Atualmente, mais de 100 mil estudantes encontram-se em situação de inadimplência, com uma dívida média de 2.700.000 milhões de pesos chilenos (mais de US$ 5.000). Em um país em que mais de um milhão de pessoas recebe por mês salários mínimos de US$ 377, é perfeitamente possível entender como os mais pobres ficam fora da universidade, enquanto que as classes medidas ficam empobrecidas por décadas.

O desenvolvimento das chamadas universidades-empresa é a cereja do bolo, uma vez que funcionam por meio de direções privadas que não asseguram a adequada informação de qualidade e transparência. Nelas, a gestão da educação obedece à lógica do baixo custo em salários de professores e material acadêmico, e altas receitas das mensalidades, usufruindo dos subsídios de educação fornecidos pelo Estado.

Uma estória a parte neste processo de aperta/afrouxa entre a sociedade civil e o governo de direita é a resposta mínima do presidente Piñera às demandas estudantis. Até o momento, foram feitos tíbios anúncios de maiores recursos (US$ 4 bilhões), sem detalhar, porém, como e a forma de financiamento.

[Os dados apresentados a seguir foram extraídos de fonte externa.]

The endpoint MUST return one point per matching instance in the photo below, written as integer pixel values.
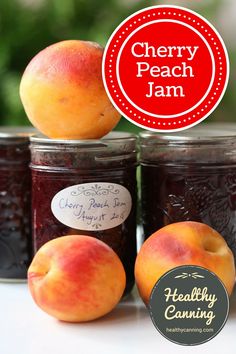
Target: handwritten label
(92, 206)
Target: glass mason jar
(190, 175)
(15, 199)
(89, 188)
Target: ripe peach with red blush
(76, 278)
(63, 93)
(183, 243)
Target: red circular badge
(165, 68)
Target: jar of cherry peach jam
(88, 188)
(15, 199)
(190, 175)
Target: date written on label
(92, 206)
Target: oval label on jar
(92, 206)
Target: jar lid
(15, 135)
(206, 133)
(212, 143)
(115, 150)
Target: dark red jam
(190, 176)
(57, 165)
(15, 205)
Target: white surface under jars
(25, 329)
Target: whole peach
(76, 278)
(183, 243)
(63, 93)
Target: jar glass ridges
(190, 175)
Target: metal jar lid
(16, 135)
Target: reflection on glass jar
(190, 175)
(15, 210)
(88, 188)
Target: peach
(76, 278)
(63, 93)
(183, 243)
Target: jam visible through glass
(59, 165)
(197, 192)
(121, 238)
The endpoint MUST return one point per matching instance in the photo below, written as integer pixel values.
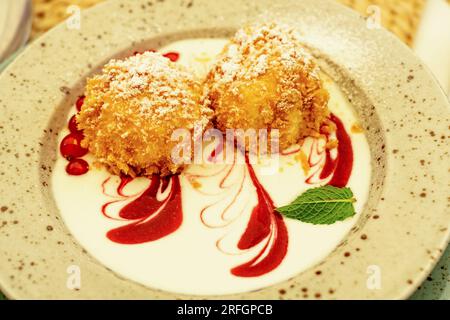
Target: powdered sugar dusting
(256, 49)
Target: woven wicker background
(399, 16)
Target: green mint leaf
(323, 205)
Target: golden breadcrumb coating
(264, 78)
(132, 109)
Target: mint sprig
(322, 205)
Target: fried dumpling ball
(264, 78)
(131, 110)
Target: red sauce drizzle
(77, 167)
(344, 161)
(265, 223)
(153, 219)
(70, 147)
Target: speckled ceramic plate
(397, 239)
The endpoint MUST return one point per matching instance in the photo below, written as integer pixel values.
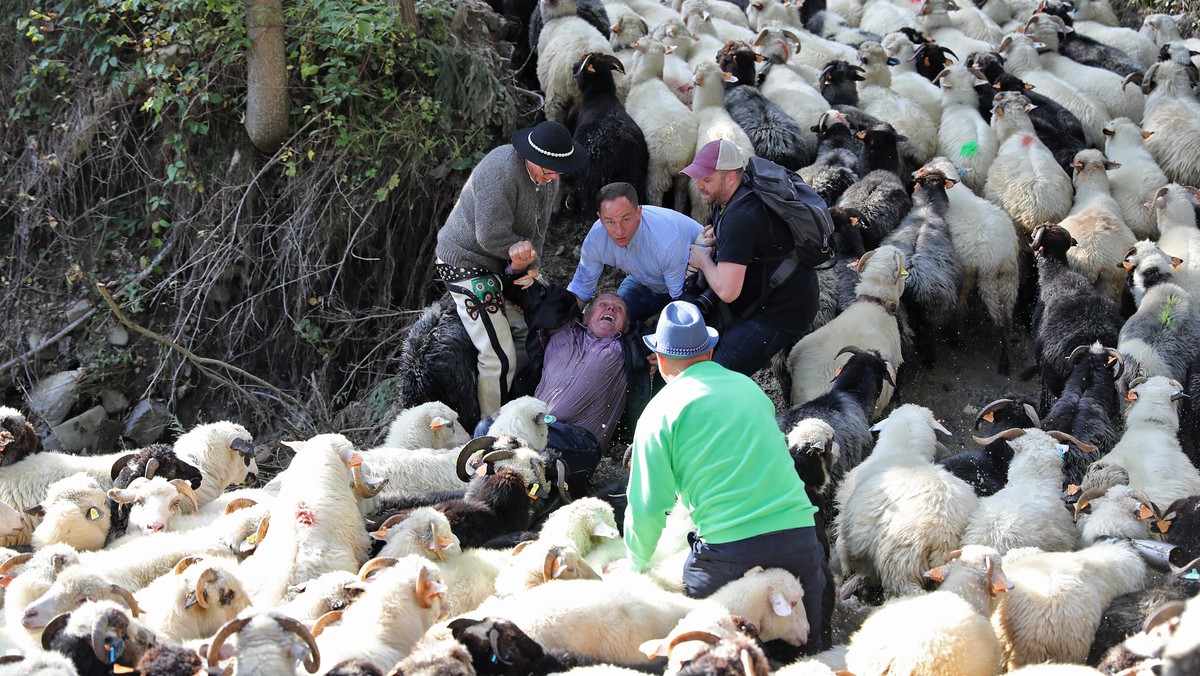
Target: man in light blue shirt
(649, 244)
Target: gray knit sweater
(498, 207)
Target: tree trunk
(267, 81)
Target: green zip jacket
(711, 437)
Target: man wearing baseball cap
(498, 226)
(743, 246)
(709, 438)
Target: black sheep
(880, 196)
(1056, 126)
(774, 133)
(155, 460)
(615, 143)
(108, 638)
(1086, 49)
(1087, 407)
(18, 438)
(437, 363)
(1128, 612)
(499, 646)
(987, 468)
(1069, 311)
(837, 165)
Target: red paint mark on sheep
(306, 515)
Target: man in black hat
(499, 225)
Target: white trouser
(497, 329)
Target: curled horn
(13, 561)
(99, 633)
(151, 467)
(311, 663)
(231, 627)
(1066, 437)
(129, 599)
(202, 586)
(467, 452)
(989, 408)
(696, 635)
(185, 490)
(850, 350)
(363, 488)
(1007, 435)
(318, 628)
(53, 629)
(375, 564)
(185, 563)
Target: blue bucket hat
(682, 331)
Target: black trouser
(796, 550)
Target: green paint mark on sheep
(1167, 315)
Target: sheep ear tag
(780, 605)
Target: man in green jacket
(711, 438)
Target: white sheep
(985, 243)
(268, 644)
(1095, 223)
(1150, 448)
(964, 137)
(1175, 214)
(1102, 84)
(195, 600)
(876, 97)
(870, 323)
(401, 603)
(945, 632)
(1173, 117)
(469, 574)
(564, 39)
(669, 126)
(1057, 599)
(1027, 512)
(222, 452)
(899, 513)
(1025, 179)
(430, 425)
(1021, 60)
(316, 524)
(155, 503)
(72, 513)
(610, 618)
(1137, 177)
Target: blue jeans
(796, 550)
(641, 301)
(749, 345)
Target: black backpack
(807, 215)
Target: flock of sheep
(965, 151)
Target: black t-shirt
(749, 234)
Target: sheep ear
(652, 648)
(780, 605)
(120, 464)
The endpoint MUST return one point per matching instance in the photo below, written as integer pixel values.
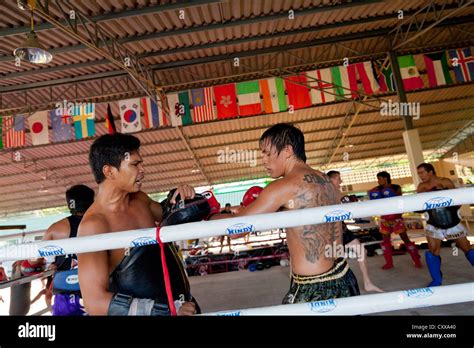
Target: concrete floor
(244, 289)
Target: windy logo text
(438, 202)
(51, 250)
(337, 215)
(240, 228)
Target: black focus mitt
(190, 210)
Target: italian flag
(273, 92)
(345, 82)
(437, 69)
(248, 95)
(410, 75)
(180, 112)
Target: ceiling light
(31, 50)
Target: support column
(411, 137)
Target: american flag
(202, 105)
(14, 131)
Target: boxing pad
(375, 193)
(190, 210)
(388, 192)
(251, 195)
(215, 207)
(66, 282)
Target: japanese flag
(130, 115)
(38, 123)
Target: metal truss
(75, 91)
(83, 29)
(419, 23)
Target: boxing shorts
(338, 282)
(66, 282)
(396, 226)
(67, 305)
(450, 233)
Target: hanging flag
(14, 131)
(385, 76)
(180, 110)
(322, 89)
(366, 75)
(298, 93)
(203, 110)
(437, 69)
(226, 101)
(410, 75)
(1, 134)
(345, 82)
(463, 64)
(273, 93)
(61, 125)
(38, 123)
(130, 115)
(150, 112)
(83, 116)
(109, 121)
(248, 94)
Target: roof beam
(92, 35)
(418, 21)
(102, 18)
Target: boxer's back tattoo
(316, 190)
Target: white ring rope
(251, 223)
(367, 304)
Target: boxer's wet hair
(79, 198)
(385, 175)
(110, 149)
(428, 167)
(283, 134)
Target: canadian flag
(38, 123)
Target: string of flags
(264, 96)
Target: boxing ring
(364, 304)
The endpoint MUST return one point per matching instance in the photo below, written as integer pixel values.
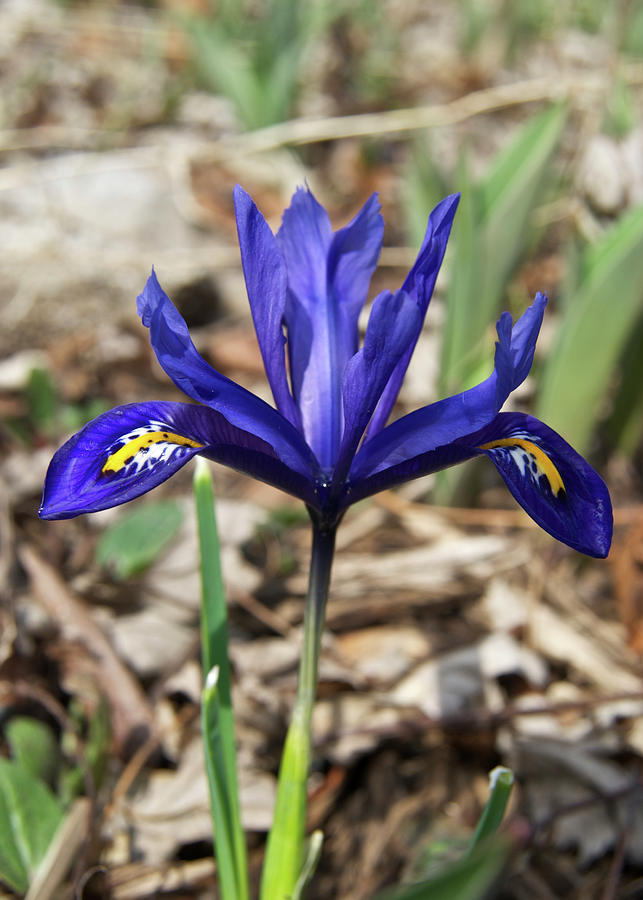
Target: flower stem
(285, 850)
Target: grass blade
(468, 879)
(500, 783)
(490, 236)
(217, 714)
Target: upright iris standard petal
(327, 282)
(266, 283)
(188, 370)
(327, 442)
(441, 423)
(553, 483)
(392, 325)
(131, 449)
(419, 285)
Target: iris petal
(189, 371)
(328, 279)
(552, 483)
(132, 449)
(391, 326)
(419, 284)
(266, 282)
(441, 423)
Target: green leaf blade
(30, 814)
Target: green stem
(285, 849)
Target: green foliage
(34, 747)
(130, 545)
(41, 400)
(217, 714)
(468, 879)
(29, 817)
(95, 750)
(625, 425)
(621, 114)
(597, 323)
(491, 232)
(253, 56)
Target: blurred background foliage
(551, 199)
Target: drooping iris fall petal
(326, 442)
(131, 449)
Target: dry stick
(400, 121)
(130, 710)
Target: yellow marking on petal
(541, 459)
(119, 459)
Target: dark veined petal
(188, 370)
(392, 324)
(419, 284)
(441, 423)
(131, 449)
(266, 281)
(328, 279)
(551, 481)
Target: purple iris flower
(327, 441)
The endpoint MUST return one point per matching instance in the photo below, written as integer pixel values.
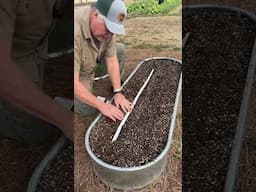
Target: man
(95, 27)
(26, 113)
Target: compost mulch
(215, 61)
(145, 133)
(59, 174)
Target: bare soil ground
(145, 37)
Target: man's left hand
(122, 102)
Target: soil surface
(145, 133)
(215, 61)
(59, 175)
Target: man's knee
(120, 56)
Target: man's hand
(111, 112)
(122, 102)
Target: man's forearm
(114, 72)
(84, 95)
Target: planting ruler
(134, 103)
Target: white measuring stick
(133, 103)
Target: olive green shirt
(85, 50)
(25, 23)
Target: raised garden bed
(218, 68)
(141, 148)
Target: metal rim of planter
(172, 125)
(237, 144)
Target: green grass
(151, 7)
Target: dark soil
(145, 133)
(215, 61)
(59, 176)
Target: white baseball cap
(114, 12)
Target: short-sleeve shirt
(25, 24)
(85, 50)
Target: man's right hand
(111, 112)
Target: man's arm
(82, 93)
(114, 73)
(23, 93)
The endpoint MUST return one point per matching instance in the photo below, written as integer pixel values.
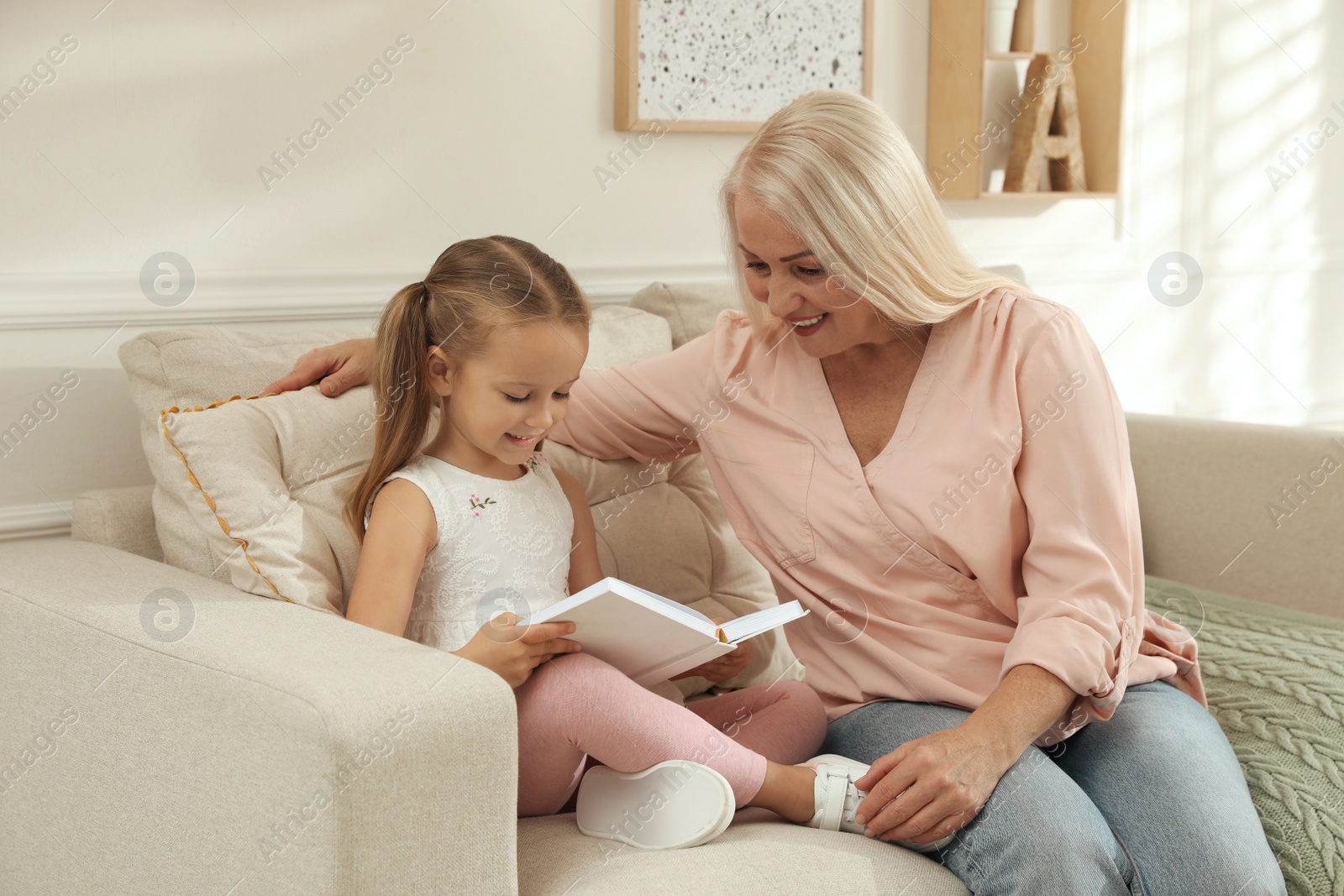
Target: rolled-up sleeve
(1082, 571)
(652, 409)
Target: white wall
(151, 136)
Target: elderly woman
(934, 461)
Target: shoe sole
(672, 805)
(855, 766)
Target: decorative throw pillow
(194, 367)
(265, 479)
(1274, 680)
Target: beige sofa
(194, 766)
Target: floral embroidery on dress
(479, 504)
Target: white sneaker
(837, 799)
(671, 805)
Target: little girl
(477, 519)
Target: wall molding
(50, 519)
(94, 300)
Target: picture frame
(726, 71)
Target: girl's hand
(934, 785)
(721, 668)
(512, 651)
(339, 367)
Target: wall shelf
(958, 120)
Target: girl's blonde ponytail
(402, 399)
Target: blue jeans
(1151, 802)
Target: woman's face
(783, 273)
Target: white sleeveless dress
(503, 546)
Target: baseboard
(64, 301)
(35, 520)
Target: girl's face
(788, 278)
(506, 401)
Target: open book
(649, 637)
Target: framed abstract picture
(729, 65)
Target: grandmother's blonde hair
(839, 174)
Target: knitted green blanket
(1276, 684)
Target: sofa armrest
(120, 519)
(167, 734)
(1242, 508)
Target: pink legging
(575, 707)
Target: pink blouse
(998, 527)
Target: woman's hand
(512, 651)
(932, 786)
(721, 668)
(339, 367)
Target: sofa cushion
(759, 855)
(1274, 679)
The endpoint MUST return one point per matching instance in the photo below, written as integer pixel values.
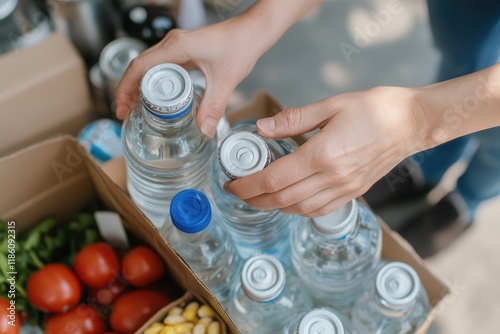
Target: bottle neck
(174, 125)
(390, 311)
(345, 239)
(198, 237)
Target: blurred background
(337, 47)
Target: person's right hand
(225, 52)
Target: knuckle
(281, 200)
(174, 36)
(269, 184)
(303, 208)
(290, 117)
(136, 63)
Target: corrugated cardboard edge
(183, 301)
(264, 105)
(181, 271)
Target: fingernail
(266, 124)
(226, 188)
(208, 127)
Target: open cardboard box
(58, 178)
(43, 92)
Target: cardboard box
(181, 302)
(395, 248)
(65, 178)
(59, 178)
(43, 91)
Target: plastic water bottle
(337, 255)
(164, 150)
(320, 321)
(203, 243)
(395, 303)
(242, 153)
(266, 296)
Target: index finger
(280, 174)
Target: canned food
(114, 60)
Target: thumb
(212, 107)
(296, 121)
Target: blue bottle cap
(190, 211)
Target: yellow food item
(175, 311)
(168, 330)
(206, 311)
(205, 321)
(190, 312)
(199, 329)
(214, 328)
(184, 327)
(154, 328)
(174, 319)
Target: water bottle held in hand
(164, 150)
(242, 153)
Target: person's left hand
(363, 136)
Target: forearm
(460, 106)
(268, 20)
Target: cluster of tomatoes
(102, 290)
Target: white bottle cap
(320, 321)
(263, 278)
(338, 223)
(397, 284)
(166, 90)
(243, 153)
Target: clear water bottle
(395, 303)
(242, 153)
(266, 296)
(337, 255)
(203, 243)
(164, 150)
(320, 321)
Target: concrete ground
(357, 44)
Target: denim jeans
(467, 33)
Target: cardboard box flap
(262, 105)
(140, 226)
(38, 175)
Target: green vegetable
(47, 242)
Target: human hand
(363, 136)
(224, 52)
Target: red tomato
(142, 267)
(97, 265)
(80, 320)
(10, 323)
(106, 295)
(54, 288)
(132, 309)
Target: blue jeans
(467, 33)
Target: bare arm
(363, 136)
(225, 52)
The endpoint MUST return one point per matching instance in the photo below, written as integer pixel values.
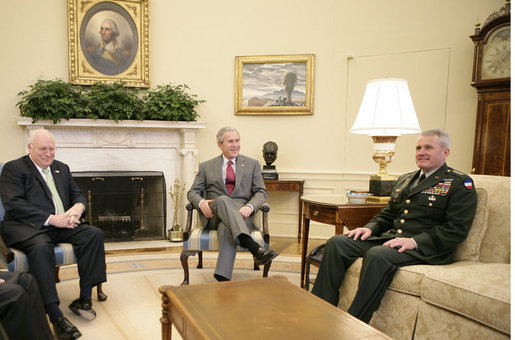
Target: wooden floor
(284, 245)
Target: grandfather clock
(491, 78)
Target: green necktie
(53, 190)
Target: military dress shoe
(82, 307)
(64, 329)
(264, 256)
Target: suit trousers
(379, 266)
(88, 244)
(22, 314)
(231, 225)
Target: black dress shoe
(82, 307)
(265, 256)
(65, 330)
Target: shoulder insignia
(468, 184)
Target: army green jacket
(437, 213)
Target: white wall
(195, 42)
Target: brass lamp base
(381, 185)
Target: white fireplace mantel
(103, 145)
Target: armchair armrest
(265, 208)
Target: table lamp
(386, 112)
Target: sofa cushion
(407, 279)
(468, 250)
(479, 291)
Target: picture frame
(274, 85)
(109, 41)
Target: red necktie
(229, 178)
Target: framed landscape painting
(275, 85)
(108, 41)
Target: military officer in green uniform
(429, 213)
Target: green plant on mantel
(169, 102)
(56, 100)
(114, 101)
(53, 100)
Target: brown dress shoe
(264, 256)
(65, 330)
(82, 307)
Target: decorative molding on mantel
(129, 145)
(105, 123)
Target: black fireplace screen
(125, 205)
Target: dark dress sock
(85, 292)
(247, 242)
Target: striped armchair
(197, 238)
(15, 260)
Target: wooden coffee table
(267, 308)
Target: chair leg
(200, 262)
(307, 275)
(184, 262)
(100, 294)
(266, 268)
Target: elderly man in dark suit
(228, 189)
(43, 206)
(429, 213)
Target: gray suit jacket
(249, 187)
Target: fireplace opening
(126, 205)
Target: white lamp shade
(386, 109)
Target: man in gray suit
(228, 189)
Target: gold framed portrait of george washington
(109, 41)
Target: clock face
(496, 55)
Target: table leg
(305, 237)
(299, 231)
(338, 229)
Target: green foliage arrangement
(53, 100)
(56, 100)
(114, 101)
(169, 102)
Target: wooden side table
(288, 185)
(270, 308)
(335, 210)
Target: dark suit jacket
(249, 185)
(437, 213)
(28, 200)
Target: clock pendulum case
(491, 78)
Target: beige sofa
(468, 299)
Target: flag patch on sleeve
(468, 184)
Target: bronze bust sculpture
(270, 155)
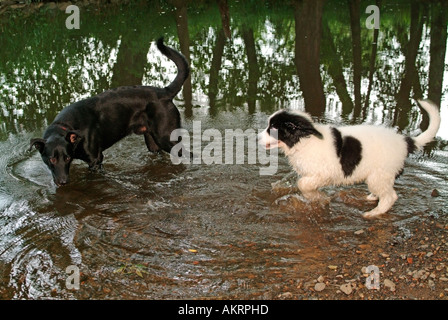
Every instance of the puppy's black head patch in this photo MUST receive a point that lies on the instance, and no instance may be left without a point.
(292, 127)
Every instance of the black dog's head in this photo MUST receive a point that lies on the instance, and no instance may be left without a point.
(57, 153)
(286, 128)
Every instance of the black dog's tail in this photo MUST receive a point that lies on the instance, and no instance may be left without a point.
(183, 70)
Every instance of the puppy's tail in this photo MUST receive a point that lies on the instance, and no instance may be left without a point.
(434, 124)
(183, 70)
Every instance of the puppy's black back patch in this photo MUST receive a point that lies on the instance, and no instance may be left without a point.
(348, 150)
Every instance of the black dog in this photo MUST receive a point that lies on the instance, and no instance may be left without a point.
(86, 128)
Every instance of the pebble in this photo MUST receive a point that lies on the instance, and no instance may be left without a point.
(389, 284)
(346, 288)
(319, 286)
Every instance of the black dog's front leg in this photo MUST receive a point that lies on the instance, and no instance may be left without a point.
(96, 163)
(150, 143)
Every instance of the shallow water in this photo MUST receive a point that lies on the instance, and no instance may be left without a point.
(148, 229)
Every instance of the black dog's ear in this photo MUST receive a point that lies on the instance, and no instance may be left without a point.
(73, 137)
(38, 143)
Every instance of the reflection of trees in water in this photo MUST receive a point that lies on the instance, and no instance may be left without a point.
(254, 54)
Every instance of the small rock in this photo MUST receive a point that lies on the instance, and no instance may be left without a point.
(346, 288)
(285, 295)
(319, 286)
(389, 284)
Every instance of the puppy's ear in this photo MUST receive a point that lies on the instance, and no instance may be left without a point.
(38, 143)
(74, 137)
(303, 128)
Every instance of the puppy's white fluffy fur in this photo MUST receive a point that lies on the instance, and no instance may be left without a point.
(383, 155)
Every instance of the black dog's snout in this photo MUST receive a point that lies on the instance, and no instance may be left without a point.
(61, 181)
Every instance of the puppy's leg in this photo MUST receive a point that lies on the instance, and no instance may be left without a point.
(384, 188)
(372, 197)
(308, 187)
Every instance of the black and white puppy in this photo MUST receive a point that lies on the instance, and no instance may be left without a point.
(325, 155)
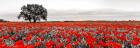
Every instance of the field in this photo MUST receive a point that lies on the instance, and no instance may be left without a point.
(80, 34)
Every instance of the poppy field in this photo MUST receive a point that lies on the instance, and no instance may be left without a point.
(69, 35)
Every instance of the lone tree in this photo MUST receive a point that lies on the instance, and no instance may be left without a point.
(33, 12)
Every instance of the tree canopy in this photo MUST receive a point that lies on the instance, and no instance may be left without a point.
(33, 12)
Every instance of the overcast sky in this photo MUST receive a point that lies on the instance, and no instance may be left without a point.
(13, 6)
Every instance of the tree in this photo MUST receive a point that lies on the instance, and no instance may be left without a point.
(33, 12)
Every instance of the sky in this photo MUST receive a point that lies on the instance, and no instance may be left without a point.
(68, 8)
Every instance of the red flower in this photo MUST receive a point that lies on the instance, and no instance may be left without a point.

Mostrando o figurino da ortodoxia neoliberal da atual administração, os ministros do setor econômico descartaram uma eventual reforma tributária para aumentar os impostos das empresas, o que significou jogar gasolina no fogo dos estudantes.

A jornada desta terça foi marcada por outro elemento que fez lembrar os piores momentos perpetrados pela ditadura de Pinochet: os supostos “infiltrados” da polícia chilena nas mobilizações.

Segundo as lideranças estudantis, em cada marcha há policiais à paisana nas ruas para incendiar os ânimos e agitar as marchas. Essa suspeita se fortaleceu em Valparaíso, cidade-porto onde se localiza o Congresso Nacional. Durante a marcha, um grupo de manifestantes identificou, denunciou e perseguiu um possível policial infiltrado, que escapou, escondendo-se no Congresso. As autoridades do governo garantiram que investigarão este fato a fundo.

Todos esses temas de fundo cruzam cada marcha dos estudantes chilenos, temperadas agora pelos chamados “panelaços” em apoio às mudanças estruturais na educação realizados por milhões de chilenos há uma semana em todas as cidades do país, tal como se fazia nos protestos contra a ditadura de Pinochet nos anos 80. As únicas pessoas que não ouviram essas demandas trabalham no Palácio de La Moneda, onde o presidente Piñera ainda não se pronunciou.